Rainiers will come with either rear-wheel drive or on-demand all-wheel drive (AWD). They are built on GM’s short-wheelbase midsize SUV architecture, which is also used for the Chevrolet TrailBlazer and GMC Envoy. An electronically controlled rear air suspension is standard, and it is intended to produce a comfortable ride and conforms to Buick’s image.

Either an inline-six-cylinder or a 5.3-liter V-8 engine may be installed. The latter power plant is exclusive to the Rainer among the GM group of midsize SUVs. Sales begin in September 2003.

Though it is intended primarily for driving on regular pavement, the AWD Rainier offers offroad capability, according to Buick General Manager Roger Adams. Specifically, it’s said to be “very capable on a Class III Trail, i.e., an unpaved, two-track road.” Marketers will emphasize the Rainier’s blend of “elegance, luxury and performance,” said Tom Wallace, GM’s vehicle line executive for midsize trucks, but the SUV has “unquestioned truck credentials.”

Exterior design cues — starting with the vertical-bar grille that includes a chrome crown and surround, embossed Buick lettering and a tri-shield center insignia — are distinctly Buick, according to the company. Sculpted wheel flares and shoulders are meant to enhance the Rainier’s rugged yet elegant appearance.

Clear, jewellike headlights have offset high/low beam fixtures. Fog lamps with chrome surrounds are standard, and ruby red taillamps bring up the rear.

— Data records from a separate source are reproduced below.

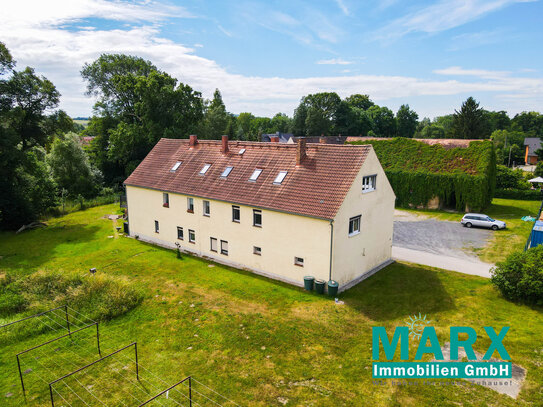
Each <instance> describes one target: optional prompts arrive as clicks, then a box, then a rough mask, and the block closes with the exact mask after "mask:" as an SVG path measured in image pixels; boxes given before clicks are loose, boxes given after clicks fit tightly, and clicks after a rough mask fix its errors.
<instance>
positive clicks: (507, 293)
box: [491, 245, 543, 305]
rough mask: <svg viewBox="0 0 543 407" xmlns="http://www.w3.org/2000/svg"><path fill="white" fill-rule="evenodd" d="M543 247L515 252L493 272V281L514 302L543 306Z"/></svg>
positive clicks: (498, 263) (503, 294) (492, 273)
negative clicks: (525, 250) (526, 250)
mask: <svg viewBox="0 0 543 407" xmlns="http://www.w3.org/2000/svg"><path fill="white" fill-rule="evenodd" d="M542 264H543V246H542V245H540V246H536V247H533V248H531V249H528V250H527V251H525V252H515V253H513V254H511V255H510V256H509V257H507V259H506V260H505V261H503V262H501V263H498V264H497V265H496V267H495V268H493V269H492V270H491V274H492V277H491V281H492V283H493V284H494V285H495V286H496V287H497V288H498V289H499V290H500V292H501V293H502V294H503V296H504V297H505V298H507V299H509V300H512V301H520V302H525V303H528V304H537V305H543V267H542Z"/></svg>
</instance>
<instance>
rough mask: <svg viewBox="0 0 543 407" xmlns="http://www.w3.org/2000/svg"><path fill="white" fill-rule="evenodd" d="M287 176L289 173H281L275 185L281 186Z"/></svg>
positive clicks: (273, 181) (284, 172)
mask: <svg viewBox="0 0 543 407" xmlns="http://www.w3.org/2000/svg"><path fill="white" fill-rule="evenodd" d="M286 176H287V171H279V174H277V177H275V180H274V181H273V183H274V184H275V185H280V184H281V183H282V182H283V180H284V179H285V177H286Z"/></svg>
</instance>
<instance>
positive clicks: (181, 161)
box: [170, 161, 182, 172]
mask: <svg viewBox="0 0 543 407" xmlns="http://www.w3.org/2000/svg"><path fill="white" fill-rule="evenodd" d="M181 163H182V161H177V162H176V163H175V164H174V165H173V167H172V169H171V170H170V172H175V171H177V169H178V168H179V166H180V165H181Z"/></svg>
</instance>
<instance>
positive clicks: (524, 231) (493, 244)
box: [402, 198, 541, 263]
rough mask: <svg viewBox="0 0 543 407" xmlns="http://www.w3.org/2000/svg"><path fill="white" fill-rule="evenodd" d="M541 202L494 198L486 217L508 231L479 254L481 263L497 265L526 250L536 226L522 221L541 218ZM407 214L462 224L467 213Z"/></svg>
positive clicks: (478, 252) (432, 210) (494, 240)
mask: <svg viewBox="0 0 543 407" xmlns="http://www.w3.org/2000/svg"><path fill="white" fill-rule="evenodd" d="M540 205H541V201H517V200H513V199H500V198H494V199H493V201H492V205H490V207H489V208H487V209H486V210H485V211H484V213H485V214H487V215H488V216H490V217H492V218H495V219H499V220H503V221H504V222H505V223H507V229H505V230H499V231H497V232H495V233H494V235H493V238H492V239H491V240H490V242H489V244H488V245H487V246H486V247H485V248H483V249H481V250H477V254H478V255H479V257H480V258H481V260H483V261H486V262H488V263H496V262H499V261H503V260H505V258H506V257H507V256H508V255H509V254H511V253H513V252H515V251H518V250H522V249H523V248H524V245H525V244H526V240H527V239H528V236H529V235H530V231H531V229H532V226H533V223H532V222H524V221H522V220H521V218H522V217H523V216H525V215H530V216H533V217H535V216H537V213H538V211H539V206H540ZM402 210H405V211H407V212H410V213H414V214H420V215H424V216H428V217H431V218H435V219H440V220H448V221H454V222H460V219H462V216H463V215H464V213H459V212H452V211H441V210H430V209H427V210H424V209H416V210H415V209H403V208H402Z"/></svg>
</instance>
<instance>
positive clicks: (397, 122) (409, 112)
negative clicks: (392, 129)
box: [396, 105, 419, 138]
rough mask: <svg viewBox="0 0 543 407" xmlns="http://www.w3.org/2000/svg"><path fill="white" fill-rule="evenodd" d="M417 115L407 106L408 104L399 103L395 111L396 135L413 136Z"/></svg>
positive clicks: (414, 132) (408, 106) (416, 127)
mask: <svg viewBox="0 0 543 407" xmlns="http://www.w3.org/2000/svg"><path fill="white" fill-rule="evenodd" d="M418 120H419V115H418V114H417V112H415V111H414V110H411V109H410V108H409V105H401V106H400V108H399V109H398V112H397V113H396V123H397V132H398V137H409V138H411V137H413V135H414V134H415V131H416V130H417V124H418Z"/></svg>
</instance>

Two-tone front and rear fascias are body-colored over gray, with the gray color extending into the rocker panels. Eight-spoke wheels hold 17-inch Michelin tires, and the Rainier has power rack-and-pinion steering. Bilstein shock absorbers are used.

Five adults can fit inside the Rainier. With the 60/40-split rear seats in their down position, the Rainier has more than 85 cubic feet of storage space. Embossed chrome sill plates greet each entering passenger.

Perforated leather upholstery is standard, and the door panels are trimmed in soft-touch materials. The front seats are equipped with a memory feature, and heated seats are optional. The monochromatic interior features chrome accents as well as dark burled walnut woodgraining.

A cockpit-oriented driver’s command center includes gauges that are reminiscent of those in the Rendezvous, as well as an easy-to-use Driver Information Center. The instruments feature green needles. A standard dual-zone automatic climate control permits up to a 25-degree difference between settings for the driver and front passenger. GM’s OnStar communication system is also standard, and it features concierge services and a DVD-based navigation system. A DVD video system and XM Satellite Radio are also offered.

Like other Buicks, the Rainier can be personalized for automatic door locking, remote keyless entry, mirror positions and other settings. An optional Bose CD stereo system features digital technology and six speakers. Steering-wheel controls can operate the stereo and climate systems.

Under the Hood
GM’s Vortec 4.2-liter inline-six-cylinder engine is standard; it produces 275 horsepower and 275 pounds-feet of torque. Soon after the Rainier goes on sale, a 5.3-liter V-8 that delivers 290 hp at 5,200 rpm and 325 pounds-feet of torque at 4,000 rpm will become available. A four-speed automatic is the sole transmission. Towing capacity with two-wheel drive (2WD) is 6,300 pounds. Traction assist is standard on 2WD models.

Side-impact airbags will be available for the driver and front passenger. All seating positions have three-point safety belts. All-disc antilock brakes are standard.